Businesses looking to avoid standing in place might consider what is already known about the CCPA and its amendments to come, including the following:

Enforcement: The CPPA will assume enforcement authority of the CCPA beginning July 1.

To this point, the attorney general’s office has made clear, in statements and through its actions, it has closely watched for violations of opt-out request requirements.

Since the CCPA took effect in 2020, the attorney general has mounted a series of high-profile public sweeps of companies suspected of not complying with the law. A sweep of online retailers resulted in the state’s only significant action thus far under the CCPA: a $1.2 million settlement with cosmetics giant Sephora in August.

“The CCPA is requiring businesses to learn more about themselves—to know what personal data is collected, where it is stored, and the quickest way to access it in order to honor requests. If you do it right, you can streamline your operations and maybe operate in new ways that offer a competitive advantage.”

Myriah Jaworski, Member, Clark Hill

Sephora ignored customer opt-out requests and continued to sell their data, California AG Rob Bonta alleged. It had 30 days to correct its violations but failed to meet the deadline.

“There are no more excuses,” Bonta said at the time of the enforcement action. “Follow the law, do right by consumers, and process opt-out requests made via user-enabled global privacy controls.”

Under the CPRA, there will be no 30-day grace period regarding apparent violations.

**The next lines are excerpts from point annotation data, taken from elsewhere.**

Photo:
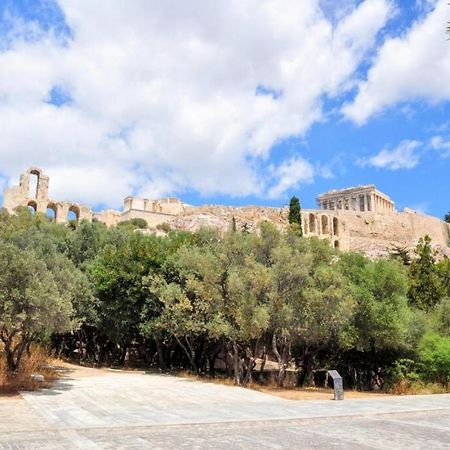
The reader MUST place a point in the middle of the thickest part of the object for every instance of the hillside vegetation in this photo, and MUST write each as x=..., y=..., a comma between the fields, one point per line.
x=203, y=301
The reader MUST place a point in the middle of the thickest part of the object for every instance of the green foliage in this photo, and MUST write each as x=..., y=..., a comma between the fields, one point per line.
x=426, y=288
x=434, y=353
x=33, y=303
x=118, y=296
x=401, y=254
x=163, y=227
x=295, y=216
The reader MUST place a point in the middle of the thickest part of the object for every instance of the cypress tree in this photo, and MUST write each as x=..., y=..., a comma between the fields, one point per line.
x=295, y=213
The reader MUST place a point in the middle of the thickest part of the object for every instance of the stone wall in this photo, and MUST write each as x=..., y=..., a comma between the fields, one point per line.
x=39, y=200
x=373, y=233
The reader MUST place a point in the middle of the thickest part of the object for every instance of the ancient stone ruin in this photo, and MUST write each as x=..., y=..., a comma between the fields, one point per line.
x=35, y=197
x=359, y=218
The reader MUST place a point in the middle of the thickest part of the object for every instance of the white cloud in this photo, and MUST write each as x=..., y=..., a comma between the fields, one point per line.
x=415, y=65
x=290, y=175
x=163, y=93
x=405, y=156
x=441, y=144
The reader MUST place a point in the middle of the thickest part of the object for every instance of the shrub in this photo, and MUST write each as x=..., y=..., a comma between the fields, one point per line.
x=434, y=354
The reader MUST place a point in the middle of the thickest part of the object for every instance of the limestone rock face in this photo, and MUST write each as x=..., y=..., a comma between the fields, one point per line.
x=361, y=219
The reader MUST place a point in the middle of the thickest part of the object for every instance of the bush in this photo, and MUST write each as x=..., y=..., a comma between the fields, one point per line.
x=36, y=362
x=434, y=354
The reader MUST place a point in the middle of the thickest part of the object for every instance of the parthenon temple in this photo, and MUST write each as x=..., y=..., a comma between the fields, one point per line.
x=360, y=218
x=361, y=198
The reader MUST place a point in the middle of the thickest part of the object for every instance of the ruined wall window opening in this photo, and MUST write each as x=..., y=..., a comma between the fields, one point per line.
x=33, y=184
x=312, y=223
x=51, y=212
x=335, y=226
x=325, y=229
x=73, y=215
x=32, y=207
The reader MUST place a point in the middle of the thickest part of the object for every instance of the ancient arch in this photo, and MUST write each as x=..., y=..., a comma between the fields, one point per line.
x=335, y=226
x=73, y=214
x=52, y=211
x=33, y=182
x=32, y=206
x=312, y=223
x=324, y=223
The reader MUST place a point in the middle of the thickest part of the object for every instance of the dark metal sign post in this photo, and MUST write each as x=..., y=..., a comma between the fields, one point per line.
x=337, y=384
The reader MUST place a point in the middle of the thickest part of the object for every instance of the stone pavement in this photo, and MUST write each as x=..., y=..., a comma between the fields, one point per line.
x=135, y=410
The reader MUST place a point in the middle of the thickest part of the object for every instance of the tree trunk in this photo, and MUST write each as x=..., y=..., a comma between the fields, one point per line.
x=308, y=364
x=236, y=364
x=283, y=358
x=189, y=354
x=162, y=362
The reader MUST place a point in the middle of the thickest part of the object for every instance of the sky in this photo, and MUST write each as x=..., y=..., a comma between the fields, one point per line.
x=232, y=102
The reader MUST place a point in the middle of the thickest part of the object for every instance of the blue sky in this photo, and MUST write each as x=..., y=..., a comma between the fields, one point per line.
x=233, y=104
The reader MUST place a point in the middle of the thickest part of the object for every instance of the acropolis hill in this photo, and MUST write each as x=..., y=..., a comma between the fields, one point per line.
x=360, y=218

In January, Bonta’s office notified an unspecified number of businesses with mobile apps in the retail, travel, and food service industries they were allegedly failing to comply with the CCPA’s opt-out request requirements.

Data breach lawsuits: One of the more notable updates under the CPRA is an expanded “private right of action,” under which a California customer or employee can sue a company following a data breach.

Among businesses, “There is concern about a tidal wave of filings, but we haven’t seen that because it’s limited to data breaches,” Jaworski said.

The CCPA already allowed private right of action; the CPRA will add email addresses in combination with security questions to the list of data types actionable under the law in the event of a breach.

Employees: The CPRA significantly expands the reach of the CCPA by applying the law to employees and remote workers who are residents of California.

“That’s a big deal,” said Kristen Mathews, a partner in law firm Morrison Foerster’s global privacy and data security group. “Now you need a privacy notice disseminated to all California employees and job candidates, and you need to extend to them a bunch of rights they haven’t had before.”

Whereas the consumer aspects of the law kick in only if the company handles the personal information of at least 100,000 California residents annually, the employee privacy rights must be honored for any California-based employees of companies with gross revenues of $25 million.

“There’s a lot of preparation involved to be ready so if you receive requests you’ll be able to comply with the law,” Mathews said.

Sharing of data: Under the CCPA, businesses must honor consumer and employee requests their personal information not be shared and/or sold.

It’s imperative to have a contract with service providers about their use of personal data. Without a contract, California considers sharing of information a sale, Holmes said.

But five years in, it’s still not clear to businesses how “sale” is defined, Zweifel-Keegan said.

“The challenge is that the definition of sale, especially in the update, is very broad and includes most types of data sharing—not just selling for money but trading for a service that other company is providing for you,” he added. “There is a lot of ambiguity in the opt-out portion of the law. That’s a bad word for compliance professionals.”

Sensitive information: Also new under the CPRA is consumers and employees have special rights when it comes to the collection of data considered sensitive, such as Social Security numbers, credit card numbers, information concerning a person’s health, union membership, or sexual orientation.

“If your organization is collecting these more sensitive types of data, you need to start today and get a compliance plan in place,” Jaworski said.